Outside of a few stylish visual touches by director Wan, some solid cinematography by John R. Leonetti (The Perfect Man, Honey), and an apt score from Charlie Clouser (Death Sentence, Resident Evil: Extinction), Dead Silence doesn't have much to offer to viewers who aren't weirded out by such things as sinister looking dolls and 'jack-in-the-box' moments in which characters must slowly reach out to reveal what's hidden under blankets in order to see what scary thing lies underneath.  Leigh Whannell's script is pure comic book fantasy, with thinly defined characters, a silly plot line, and high amounts of illogical events that must transpire in order to get the rather lackluster hero to continue to unearth information on the nature of the weird looking dummy and its malevolent curse.  In even the little things, it makes little sense.  For instance, are we to really to expect that Mary Shaw not only could afford to build a palatial theater in what happens to be quite a small town, but that her performances within that theater would continue to be attended by townsfolk who act like they are seeing her perform every showing for the very first time? 

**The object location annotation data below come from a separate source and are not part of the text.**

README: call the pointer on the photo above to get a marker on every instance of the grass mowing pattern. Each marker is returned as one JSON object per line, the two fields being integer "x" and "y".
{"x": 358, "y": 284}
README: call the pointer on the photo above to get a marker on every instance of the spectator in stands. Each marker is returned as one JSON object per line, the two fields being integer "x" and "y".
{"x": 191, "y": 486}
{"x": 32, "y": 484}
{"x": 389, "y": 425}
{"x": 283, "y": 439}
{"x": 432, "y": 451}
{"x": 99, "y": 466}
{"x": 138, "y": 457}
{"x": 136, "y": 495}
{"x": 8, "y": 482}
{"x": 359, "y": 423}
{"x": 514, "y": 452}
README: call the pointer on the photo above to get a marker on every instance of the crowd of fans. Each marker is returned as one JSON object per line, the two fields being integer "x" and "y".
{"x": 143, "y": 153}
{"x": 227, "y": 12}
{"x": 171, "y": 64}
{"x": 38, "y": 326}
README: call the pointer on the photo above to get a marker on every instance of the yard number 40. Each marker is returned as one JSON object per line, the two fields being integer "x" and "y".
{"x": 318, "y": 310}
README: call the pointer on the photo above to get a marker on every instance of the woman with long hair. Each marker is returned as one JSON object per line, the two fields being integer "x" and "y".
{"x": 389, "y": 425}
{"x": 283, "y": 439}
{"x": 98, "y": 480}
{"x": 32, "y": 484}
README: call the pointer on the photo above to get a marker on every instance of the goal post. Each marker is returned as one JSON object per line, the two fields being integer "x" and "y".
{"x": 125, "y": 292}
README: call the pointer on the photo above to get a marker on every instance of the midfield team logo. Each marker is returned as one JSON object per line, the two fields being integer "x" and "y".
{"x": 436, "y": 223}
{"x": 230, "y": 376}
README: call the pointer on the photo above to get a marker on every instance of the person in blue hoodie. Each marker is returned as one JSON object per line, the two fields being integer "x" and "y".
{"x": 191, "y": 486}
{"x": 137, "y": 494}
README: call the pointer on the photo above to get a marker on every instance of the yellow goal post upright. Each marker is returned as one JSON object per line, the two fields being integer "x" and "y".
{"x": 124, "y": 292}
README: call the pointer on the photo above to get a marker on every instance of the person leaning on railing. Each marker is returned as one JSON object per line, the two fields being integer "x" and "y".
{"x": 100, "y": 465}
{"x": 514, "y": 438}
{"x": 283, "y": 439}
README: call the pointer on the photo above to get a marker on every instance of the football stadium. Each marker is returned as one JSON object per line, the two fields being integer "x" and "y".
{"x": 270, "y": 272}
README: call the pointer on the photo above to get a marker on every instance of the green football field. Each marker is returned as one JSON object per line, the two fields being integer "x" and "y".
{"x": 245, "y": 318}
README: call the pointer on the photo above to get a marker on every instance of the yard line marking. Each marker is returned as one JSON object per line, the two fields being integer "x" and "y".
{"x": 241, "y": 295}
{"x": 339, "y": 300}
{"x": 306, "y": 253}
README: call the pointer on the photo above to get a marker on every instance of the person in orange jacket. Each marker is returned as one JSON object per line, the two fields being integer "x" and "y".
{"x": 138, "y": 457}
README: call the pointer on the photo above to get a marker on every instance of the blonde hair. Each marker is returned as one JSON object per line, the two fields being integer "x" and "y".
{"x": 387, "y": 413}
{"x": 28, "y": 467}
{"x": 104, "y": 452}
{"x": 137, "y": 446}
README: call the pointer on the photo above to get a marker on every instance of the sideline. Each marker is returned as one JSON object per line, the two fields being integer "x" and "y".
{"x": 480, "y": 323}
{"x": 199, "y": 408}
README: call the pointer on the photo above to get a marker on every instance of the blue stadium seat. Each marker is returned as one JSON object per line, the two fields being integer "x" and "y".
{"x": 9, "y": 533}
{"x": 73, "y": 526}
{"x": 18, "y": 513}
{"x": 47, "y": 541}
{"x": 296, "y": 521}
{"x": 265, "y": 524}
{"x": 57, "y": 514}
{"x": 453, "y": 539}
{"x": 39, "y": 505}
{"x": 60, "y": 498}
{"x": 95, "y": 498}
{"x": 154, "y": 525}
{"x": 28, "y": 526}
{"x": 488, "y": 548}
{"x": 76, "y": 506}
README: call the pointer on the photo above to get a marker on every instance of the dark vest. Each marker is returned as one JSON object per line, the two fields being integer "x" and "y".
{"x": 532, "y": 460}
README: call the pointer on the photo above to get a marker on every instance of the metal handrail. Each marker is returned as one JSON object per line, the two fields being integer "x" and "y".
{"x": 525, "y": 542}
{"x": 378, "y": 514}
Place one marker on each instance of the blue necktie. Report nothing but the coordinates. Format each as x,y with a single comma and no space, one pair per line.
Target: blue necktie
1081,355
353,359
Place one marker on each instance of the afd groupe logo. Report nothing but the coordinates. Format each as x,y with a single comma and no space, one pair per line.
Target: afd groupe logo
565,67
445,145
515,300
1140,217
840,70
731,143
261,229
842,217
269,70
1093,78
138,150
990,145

With spotty acting, superficial developments, and rules that seem to be made up as the film moves along, Dead Silence is strictly only of interest to audiences who are all about scary images set to ominous music, caring far less about a good storyline to follow or characters who do or say things that might be plausible to anyone who experiences them in real life.  For example, despite feeling like the dummy is (at least indirectly) responsible for the brutal murder of his wife, Jamie takes Billy along wherever he goes like a surrogate travel companion, and even when he begins to see nightmarish visions and fears for his life, he still manages to contrive ways to have the doll in his room or riding shotgun in his car.  I guess he just wants to be creeped out whenever possible. 

Wan and Whannell make no attempts to bring plausibility into the motivations of anyone, merely expecting us to go with whatever flow they're willing to indulge in so that they can set up requisite shots of the dummy's eyes or head moving on their own, or moving about the room whenever someone's back is turned.  If you just want to have your heartbeat raised a little, it's fine; if you want to actually be entertained by a movie beyond a smattering of jump-scares at regular intervals, you're advised to look elsewhere.  Like a ventriloquist's dummy, this is a soulless, wooden entity overtly manipulated by would-be entertainers whose lips can clearly be seen moving the entire time.